Nyaris tengah malam, tanggal 19 April 2019. Roda Boeing 737-800NG menyentuh landas pacu bandara Kualanamu. Pertama kali dalam hidup saya menjejakkan kaki di tanah kelahiran Sisingamangaraja XII, raja Batak yang dinobatkan sebagai pahlawan nasional atas jasanya melawan penjajah Belanda.
Bandara ini beroperasi sejak 25 Juli 2013, dikelola oleh PT Angkasa Pura Aviasi, perusahaan joint venture antara PT Angkasa Pura II dengan GMR Airports Consortium. Sebelumnya, penerbangan sipil berada di bandara Polonia, yang beroperasi dari tahun 1924 - 2013. Nama Polonia diberikan oleh pendiri bandara ini, seorang warga negara Polandia bernama Michalski. Michalski mendapatkan konsesi dari pemerintah Belanda untuk membuka lahan pertanian baru di daerah itu.
Kualanamu berada di Deli Serdang, berjarak 23 kilometer arah timur kota Medan. Menteri perhubungan saat itu, Ir Azwar Anas, berinisiatif memindahkan bandara Polonia yang berada di pusat kota, ke luar kota demi keselamatan penerbangan. Kualanamu dinobatkan sebagai bandara internasional, yang diharapkan dapat menjadi pangkalan transit untuk kawasan Sumatera dan sekitarnya. Kualanamu mampu menampung 8,1 juta penumpang dan 10.000 pergerakan pesawat per tahun.
Selepas isya di hari pertama, seorang sahabat menjemput saya di penginapan. Sahabat ini adalah tetangga di rumah, tapi sudah dua tahun ini promosi jabatan ke Medan. Dua pekan sekali ia pulang menengok suami dan anaknya di Tangerang.
Taksi online mengantarkan kami ke sebuah pusat kuliner di sisi Lapangan Merdeka. Venue tersebut kemudian direvitalisasi pada bulan Juni 2022, dikembalikan ke fungsi asalnya sebagai paru-paru kota.
Abang sopir menurunkan kami di pertigaan jalan. Anehnya, beliau minggir ke kanan, dan mempersilahkan kami turun di sana. Si kawan tertawa lebar melihat ekspresi kebingungan saya. "Sudah biasa disini. Peraturan lalu-lintas jarang berlaku," katanya.
Kami duduk di pojok, diantara muda-mudi yang asyik bercengkerama. Nasi capcay kuah menghalau rasa lapar yang saya tahan dari semenjak maghrib. Porsi dan rasa gurihnya pas, sehingga saya habiskan sampai tandas.

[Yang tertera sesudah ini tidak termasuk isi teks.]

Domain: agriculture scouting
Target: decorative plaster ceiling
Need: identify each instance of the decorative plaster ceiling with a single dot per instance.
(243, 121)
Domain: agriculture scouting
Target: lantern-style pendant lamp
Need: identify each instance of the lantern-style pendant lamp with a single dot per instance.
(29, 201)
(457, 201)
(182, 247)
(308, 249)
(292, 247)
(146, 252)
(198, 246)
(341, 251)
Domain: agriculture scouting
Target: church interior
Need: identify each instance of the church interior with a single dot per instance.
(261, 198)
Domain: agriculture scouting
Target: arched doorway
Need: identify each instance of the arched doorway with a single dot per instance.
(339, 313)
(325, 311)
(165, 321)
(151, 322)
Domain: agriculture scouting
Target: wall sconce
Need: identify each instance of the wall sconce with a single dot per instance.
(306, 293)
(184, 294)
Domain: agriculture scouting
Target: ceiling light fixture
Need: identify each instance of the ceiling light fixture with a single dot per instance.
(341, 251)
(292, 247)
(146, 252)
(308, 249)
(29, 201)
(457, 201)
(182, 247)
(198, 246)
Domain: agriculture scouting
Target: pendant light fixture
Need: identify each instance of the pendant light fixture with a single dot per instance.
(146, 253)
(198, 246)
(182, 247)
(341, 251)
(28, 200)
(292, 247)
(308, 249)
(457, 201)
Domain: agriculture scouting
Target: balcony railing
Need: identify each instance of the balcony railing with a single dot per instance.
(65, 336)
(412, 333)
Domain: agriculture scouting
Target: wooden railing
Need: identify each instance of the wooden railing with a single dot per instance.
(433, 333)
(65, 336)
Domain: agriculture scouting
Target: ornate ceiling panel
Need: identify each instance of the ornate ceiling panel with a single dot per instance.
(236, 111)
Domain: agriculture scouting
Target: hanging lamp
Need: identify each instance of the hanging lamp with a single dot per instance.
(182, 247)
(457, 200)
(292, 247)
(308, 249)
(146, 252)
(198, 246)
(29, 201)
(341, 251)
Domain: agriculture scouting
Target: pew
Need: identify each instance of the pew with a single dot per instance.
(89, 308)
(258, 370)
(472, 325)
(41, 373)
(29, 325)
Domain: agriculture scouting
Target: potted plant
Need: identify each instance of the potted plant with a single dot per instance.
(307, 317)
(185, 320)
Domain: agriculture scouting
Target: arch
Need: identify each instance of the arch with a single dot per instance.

Malam masih panjang. Kami berbincang tentang suka duka mutasi/promosi ke luar kota, makanan khas, sampai seni bercakap dengan masyarakat Medan, "apanya tolong diapakan itu supaya tidak kenapa ya.." Hmm. Menarik...
Saya memesan Kopi Sanger, minuman khas Aceh yang terdiri dari kopi hitam, gula, dan susu kental manis. Teknik mengocok kopi dengan dua gelas untuk menciptakan busa, adalah ciri utamanya. Pahit, manis, dan gurih berpadu, menemani obrolan kami sambil menikmati suara klakson mobil dan motor bersautan. Pada awalnya cukup mengganggu, lama-lama jadi terbiasa.
Kembali ke soal mutasi. Meski menjadi sebuah keniscayaan, pindah keluar home base adalah momok yang ditakuti sebagian pegawai perempuan seperti saya. Keinginan untuk maju dalam karir, sering berseberangan dengan rasa bersalah karena harus meninggalkan keluarga.
Setiap perempuan memiliki kondisi dan medan juang yang berbeda. Tidak bisa dipukul rata dan dipersamakan. Perempuan yang berkarya di ruang publik, tidak harus abai terhadap tanggungjawab berbakti kepada suami dan mendidik anak. Saya yakin, setiap perempuan telah melalui pertimbangan yang matang, dan dukungan dari keluarga yang menguatkannya.
Malam makin larut. Besok masih hari kerja, bukan hari libur. Sahabat saya harus ngantor seperti biasa, dan besok saya juga ada agenda mengajar seharian. Kami berpisah menuju kost dan penginapan masing2. Terselip doa tulus untuk si sahabat, semoga dimudahkan semua urusannya, dan disegerakan mutasi kembali ke homebase, membersamai keluarga kecilnya.